プログラミングに関するの話題は、次を意識して回答してください。
【意識する点】
・プログラムに関する話題を答える
・プログラムに関して知っておくべき知識があれば、教える
・もし必要であれば、公式ドキュメントや、公式に近い情報源を教える
・公式ドキュメントだけで不十分な場合は、サンプルコードとともに解説する
・回答は次のように伝える
以下が回答方法です。
【質問に対する回答】
hogehoge
【回答に関する解説や周辺知識】
hogehoge
【参考にすべきドキュメントやサンプルコード】
hogehoge
"""
response = openai.ChatCompletion.create(
model="gpt-3.5-turbo",
messages=[
{"role": "user", "content": personality},
{"role": "user", "content": input_text},
],
)
res_text = response["choices"][0]["message"]["content"].strip()
if thread_ts is not None:
parent_thread_ts = event["thread_ts"]
say(text=res_text, thread_ts=parent_thread_ts, channel=channel)
else:
say(text=res_text, channel=channel)
# アプリ起動
if __name__ == "__main__":
SocketModeHandler(app, os.environ.get("SLACK_APP_TOKEN_2")).start()
動作確認
ここまで実装できたら、最後に動作確認を行います。
Bolt app is runnning!となれば、アプリケーションが動いている確認ができます。
$ cd app
$ python app.py
⚡️ Bolt app is running!
では、Slackで、botをチャンネルに招待して、メンションを飛ばしてみましょう。
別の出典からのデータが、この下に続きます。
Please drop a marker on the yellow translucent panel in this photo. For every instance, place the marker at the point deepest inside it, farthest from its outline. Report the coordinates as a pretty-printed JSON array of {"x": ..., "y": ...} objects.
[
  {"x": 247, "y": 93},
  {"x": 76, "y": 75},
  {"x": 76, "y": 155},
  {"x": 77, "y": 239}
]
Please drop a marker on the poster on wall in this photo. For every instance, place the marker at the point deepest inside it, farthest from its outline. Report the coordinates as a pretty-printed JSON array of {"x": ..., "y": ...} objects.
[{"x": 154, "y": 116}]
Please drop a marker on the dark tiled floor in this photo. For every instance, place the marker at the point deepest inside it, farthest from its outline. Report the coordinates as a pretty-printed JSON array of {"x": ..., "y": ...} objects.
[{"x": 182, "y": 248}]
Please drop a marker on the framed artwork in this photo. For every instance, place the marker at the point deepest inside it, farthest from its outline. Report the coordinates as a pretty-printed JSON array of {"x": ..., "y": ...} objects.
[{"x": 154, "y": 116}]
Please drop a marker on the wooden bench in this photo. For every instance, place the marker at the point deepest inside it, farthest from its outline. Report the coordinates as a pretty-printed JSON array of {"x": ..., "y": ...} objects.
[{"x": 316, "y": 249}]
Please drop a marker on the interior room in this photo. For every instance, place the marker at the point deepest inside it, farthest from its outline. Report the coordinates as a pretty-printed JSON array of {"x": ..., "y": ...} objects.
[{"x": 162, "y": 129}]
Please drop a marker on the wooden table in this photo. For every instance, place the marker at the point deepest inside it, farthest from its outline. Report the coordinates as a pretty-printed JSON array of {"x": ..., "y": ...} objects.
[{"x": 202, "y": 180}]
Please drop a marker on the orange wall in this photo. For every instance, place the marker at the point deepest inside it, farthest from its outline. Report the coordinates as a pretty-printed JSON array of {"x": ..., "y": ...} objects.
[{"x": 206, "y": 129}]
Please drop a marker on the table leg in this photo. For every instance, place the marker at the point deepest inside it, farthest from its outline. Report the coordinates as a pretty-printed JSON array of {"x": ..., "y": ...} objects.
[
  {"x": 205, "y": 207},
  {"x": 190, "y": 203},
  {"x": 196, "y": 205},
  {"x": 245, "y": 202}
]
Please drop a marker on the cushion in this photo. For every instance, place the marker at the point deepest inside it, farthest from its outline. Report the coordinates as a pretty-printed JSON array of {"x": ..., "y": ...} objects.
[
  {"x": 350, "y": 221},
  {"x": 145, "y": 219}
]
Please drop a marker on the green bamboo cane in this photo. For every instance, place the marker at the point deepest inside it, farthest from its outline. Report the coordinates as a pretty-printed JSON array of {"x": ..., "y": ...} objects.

ボットをメンションすると、正しく返答してくれることが確認できました!
今記事での実装は以上です!
あと書き
記事をお読みいただき、ありがとうございました。
今回は簡単なbot作成になりましたが、スレッドへの返信や過去会話の記憶ができると更に体験が向上するかと思います。
また、今回はソケットモードを使用しましたが、WebアプリケーションフレームワークのFlaskを利用することでより良いアプリケーションを構築できるのではと考えています。
もし補足点・修正等ございましたら、ご気軽にコメントいただけますと幸いです。
引き続き、ハマったポイントや、タメになる情報を発信できればと思います。